3,000 hectares of Dja forest reserve destroyed

Cameroon Forest

Tue, 3 Mar 2015 Source: The Post Newspaper

More than 3,000 hectares of the rainforest bordering the Dja Faunal Reserve in the Chinese Hevea Sud Rubber area has been destroyed.

According to Greenpeace, an international environmental NGO, agro-business promoters are moving deeper into Cameroon’s forest as they calculate the gains they can make from either rubber or palm oil.


Looking at the future benefits in palms and rubber agro-industries, land is an essential commodity and the Cameroon is a good spot to open such plantations.

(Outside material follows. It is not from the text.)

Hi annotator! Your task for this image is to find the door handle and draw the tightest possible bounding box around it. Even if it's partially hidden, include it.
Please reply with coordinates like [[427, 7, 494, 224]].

This area covers large portions of land and thus exploiting it can trigger consequences, ranging from encroachment on reserved forest areas, displacement of wildlife and forest communities and climate change.


Greenpeace has raised an alarm that agro-business companies are destroying vital rainforest habitat for chimpanzees and other great apes by their expansion of projects in Cameroon.


Besides this, the NGO said that there are indications that a Cameroon company, Azur, is targeting large portion of dense forest in the Littoral Region, (about 60,000 hectares) adjacent to the Ebo Forest and a proposed National Park harbouring many primates, to convert to oil palm.


These are not the only agro-industrial companies that are opening up large areas for oil palm. In the Southwest, Herakles requested for about 75,000 hectares of land for their palm plantation, though Government finally allocated just 20,000 hectares to them.

Dr. Joshua Linder, Assistant Professor of Anthropology at James Madison University, says, “Agro-industrial developments will soon emerge as a top threat to biodiversity in the African Tropical Forest Zone”.


To the Anthropologist; “If proactive strategies to mitigate the effects of large-scale habitat conversion are not soon implemented, we can expect a rapid decline in African primate diversity. In the forest sector, there are lots of projects in mining, logging and agro-business and, civil society proposes that Government should be watchful.


Greenpeace says industrial agricultural concessions owned by foreigners are allocated without proper land use planning.


In this vein, Messe Venant, Congo Basin Regional Representative of Forest Peoples and head of AKANI, a BAKA NGO based in Bertoua, indicates that Government, in giving out concessions, has to relocate the communities.


" What remain a challenge is the situation where there is land demarcation and business is going on but nothing is done for the people in the forest. To develop communities, they need to have land", the expert argued.


The consequence is that, besides social conflicts arising from clearing the forest due to lack of dialogue with the communities, there are negative ecological impacts, endangered wildlife species may overlap into forest areas with high biodiversity.

Against this backdrop, “Governments need to urgently develop a participatory land use planning process prior to the allocation of industrial concessions”, Irene Wabiwa, Greenpeace Forest Campaign Manager for Africa indicated.


Besides, experts say as the second largest rainforest in the world, the Congo Basin, which includes Cameroon forest, is rich in diverse ecosystems and conserving the ecosystem is vital for the fight against climate change.


According to Richard Eba'a Atyi, Coordinator for International Forestry Research Centre, CIFOR, for Central African Region, even though clearing for agriculture is not the biggest contributor compared to fossil fuel on forest degradation, it has the potential to increase emissions of carbon dioxide responsible for greenhouse gases leading to climate change.


In order to mitigate the effects there is need to plant trees and prevent deforestation, he said.